Samaje Perine sits out Week 10 on bye—here’s a full matchup breakdown, projection, and start/sit outlook against the upcoming schedule

Analyze Samaje Perine's matchup for week 10

TL;DR ❌ SIT

Perine and the Bengals are on bye in Week 10, so he’s automatically unstartable; even when Cincinnati returns, he’s a distant RB2/handcuff whose 38 % snap share and 3–6 touch role caps any upside.


Matchup Overview

Cincinnati is idle in Week 10, removing Perine from the fantasy player pool entirely. When the Bengals resume play in Week 11, he projects to remain the clear passing-down complement to Chase Brown, likely seeing 3–6 carries and 2–4 targets only if game script falls favorably. Defenses have not needed to key on Perine because Brown dominates early-down work, so any future matchup will hinge more on script than on opponent weakness.


Recent Trend

Usage has fallen from 47 % of snaps mid-season to 38 % the last three weeks, and his touch count has settled into a low-single-digit floor with sporadic red-zone opps.


Deep Dive Analysis

The most critical factor for Samaje Perine in Week 10 is that the Bengals are on bye, rendering any start/sit deliberation moot for this specific week. Even if the schedule advanced to Week 11, the underlying usage data paints a bleak fantasy picture: Perine’s snap share has trended downward from 47 % earlier in the year to 38 % over the last three games, and he has failed to top six carries in any contest since Week 4. Offensive coordinator Dan Pitcher has clearly tethered Perine to obvious passing downs, capping both volume and touchdown probability behind a healthy Chase Brown.

Beyond the bye, the offensive line’s resurgence in pass protection has actually hurt Perine’s target ceiling; Joe Burrow is getting the ball out quicker on early downs, reducing check-downs to the back.
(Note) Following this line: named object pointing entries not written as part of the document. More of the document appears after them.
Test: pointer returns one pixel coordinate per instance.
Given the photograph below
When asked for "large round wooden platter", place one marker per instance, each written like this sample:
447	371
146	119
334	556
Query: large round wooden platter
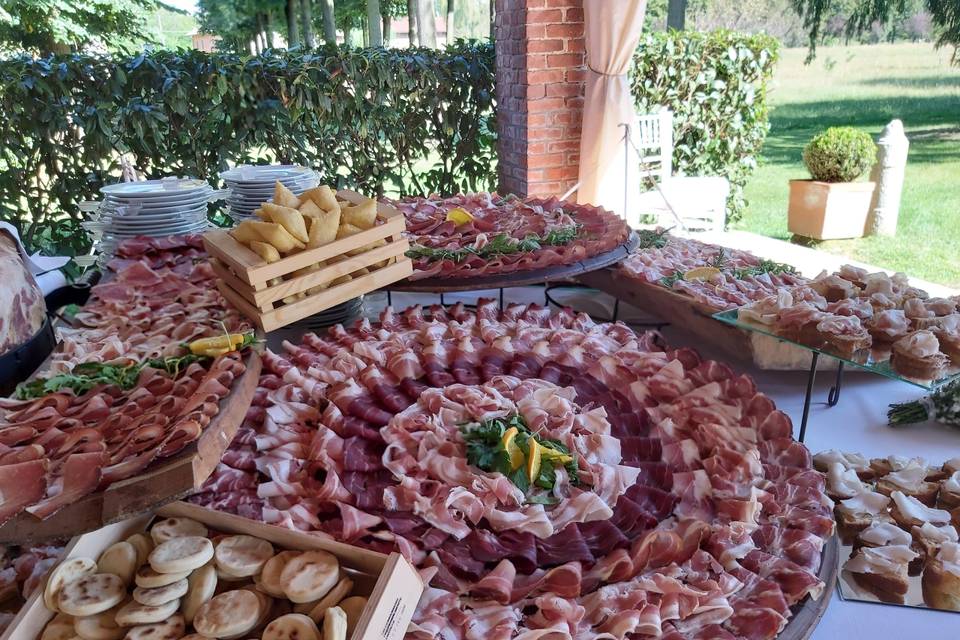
520	278
807	615
162	482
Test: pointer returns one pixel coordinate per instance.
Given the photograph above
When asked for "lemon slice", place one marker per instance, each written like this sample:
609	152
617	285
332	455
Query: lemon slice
533	460
701	274
459	216
509	444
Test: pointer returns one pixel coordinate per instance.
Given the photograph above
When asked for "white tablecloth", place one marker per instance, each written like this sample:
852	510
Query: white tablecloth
857	423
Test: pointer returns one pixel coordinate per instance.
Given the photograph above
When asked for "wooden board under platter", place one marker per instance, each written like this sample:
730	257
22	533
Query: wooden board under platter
520	278
162	482
807	615
765	352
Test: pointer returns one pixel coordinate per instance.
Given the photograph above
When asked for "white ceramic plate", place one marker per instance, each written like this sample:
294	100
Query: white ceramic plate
154	188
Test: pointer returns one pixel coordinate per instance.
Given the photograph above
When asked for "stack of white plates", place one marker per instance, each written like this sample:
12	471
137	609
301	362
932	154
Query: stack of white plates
169	206
252	185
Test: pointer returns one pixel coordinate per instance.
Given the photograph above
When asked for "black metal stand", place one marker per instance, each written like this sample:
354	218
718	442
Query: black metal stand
832	398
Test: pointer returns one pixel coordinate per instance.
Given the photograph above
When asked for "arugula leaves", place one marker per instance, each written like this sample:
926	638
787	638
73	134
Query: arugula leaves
485	449
87	375
498	245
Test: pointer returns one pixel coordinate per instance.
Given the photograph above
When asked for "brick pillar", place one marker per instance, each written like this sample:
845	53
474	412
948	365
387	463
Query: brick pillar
540	82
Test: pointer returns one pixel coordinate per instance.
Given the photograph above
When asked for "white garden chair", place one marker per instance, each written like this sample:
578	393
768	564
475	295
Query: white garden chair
695	203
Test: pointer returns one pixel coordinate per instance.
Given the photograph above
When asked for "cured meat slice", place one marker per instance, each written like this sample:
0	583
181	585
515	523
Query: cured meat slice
21	485
79	477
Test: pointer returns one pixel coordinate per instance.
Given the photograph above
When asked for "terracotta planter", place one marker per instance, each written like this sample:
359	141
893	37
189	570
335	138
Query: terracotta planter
829	210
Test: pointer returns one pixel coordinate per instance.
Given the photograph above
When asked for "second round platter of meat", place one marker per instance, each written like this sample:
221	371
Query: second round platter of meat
484	241
550	476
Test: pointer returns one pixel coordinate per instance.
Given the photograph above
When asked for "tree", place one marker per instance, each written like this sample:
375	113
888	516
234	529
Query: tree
426	23
677	14
329	26
306	14
374	24
451	23
59	26
945	15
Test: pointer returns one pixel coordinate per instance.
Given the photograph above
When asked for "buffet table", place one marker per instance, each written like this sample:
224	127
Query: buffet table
857	423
Perine’s lone splash game—a 94-yard, one-score outing versus the Jets—came when Brown briefly left with cramps, highlighting how injury-dependent any spike week truly is. In negative game scripts the Bengals prefer to empty the backfield with WRs and TEs, further squeezing Perine’s routes. Unless you are in a full-PPR league deeper than 14 teams, his projected 6–8 touches and zero goal-line work do not clear the bar for flex consideration.

Long-term, Perine’s roster value is handcuff-only. If Chase Brown were to miss time, Perine would vault into a 15-touch, pass-catching role inside a top-12 scoring offense, making him an immediate RB2 with upside. Until that scenario unfolds, stash him on your bench and spend your active roster spots on backs who command weekly touches independent of injury. In Week 10, simply keep him in your IR or bench slot and use the free roster spot to add a bye-week fill-in or a high-upside waiver dart.